Indian Poisons and Medicinal Plants, Part 3
The leaf of the wild banana is almost as fine a specific for boils and tumours as the castor oil plant. Another most valuable shrub is the papaw tree. It yields a succus, or milk, which is very useful in cases of diphtheria, ulcerated throat, etc. The leaves help to keep horses in good health. A solution of papiene, painted on a boil, or abscess, is better than a poultice. Natives all over South America use the milk as a remedy for rheumatism. In Zululand it is steadily relegating the old Zulu specific, viz. cow dung, to the background. The papaw fruit is beneficial to dyspeptics and folk who have kidney trouble. Natives of Trinidad say that the leaf, applied as a poultice, takes away lumbago, sciatica, or gouty pains in a single night. One of its virtues is much appreciated by housewives, for the leaf, rubbed into a piece of tough meat overnight, renders it quite nice and juicy by the next morning.
In the course of my wanderings in South America I came across two varieties of chuno. The black sort I have already described; the white is made as follows: put whole potatoes in a cobble-stone well, under the surface of some stream or pool. Cover with cobble stones and leave for six days; then proceed as when making black chuno. White chuno was what the Kaiser wanted to get at, in case he thought proper, one fine day, to send his soldiers to the Andes.
Father Francisco’s narrative of how quinine first began to be used by the educated classes, interested me not a little. It seemed that the wife of the Conde de Cinchoa (the first Viceroy of Peru) lay very sick of malarial fever at Lima. The news of her serious illness reached the ears of the Corregidor of Coja, a town in Ecuador, about 150 leagues from Quito. So he sent the Conde’s physician some of the bark of the cinchona tree. Part of the bark was reduced to powder, and part was intact.

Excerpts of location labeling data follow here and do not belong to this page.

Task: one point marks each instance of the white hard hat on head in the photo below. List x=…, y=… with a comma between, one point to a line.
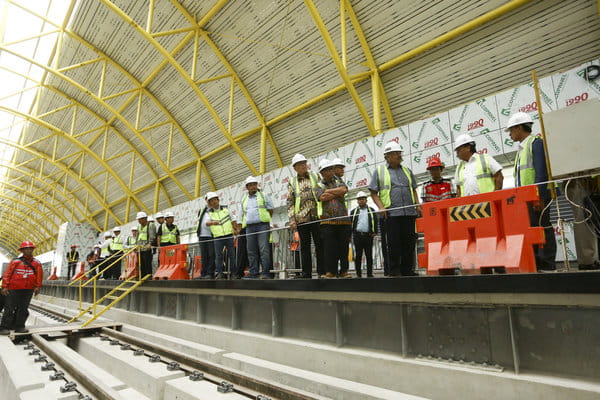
x=297, y=158
x=518, y=119
x=463, y=139
x=210, y=195
x=338, y=161
x=325, y=163
x=391, y=147
x=251, y=179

It appears that the Corregidor, when riding through the forest near Pancarbamba (this signifies “a flowery plain” in the Quichua dialect), met Indians some leagues from Coja carrying pieces of bark in their water calabashes. He asked them why they did so. They replied, “Padrone, we always take it with us when working or walking in the forest. This bark wards off the fever occasioned by the damp atmosphere.” As a matter of fact I myself have often seen Indians carrying this stick and bottle arrangement, indeed, I rarely met any who failed to include it in their outfit.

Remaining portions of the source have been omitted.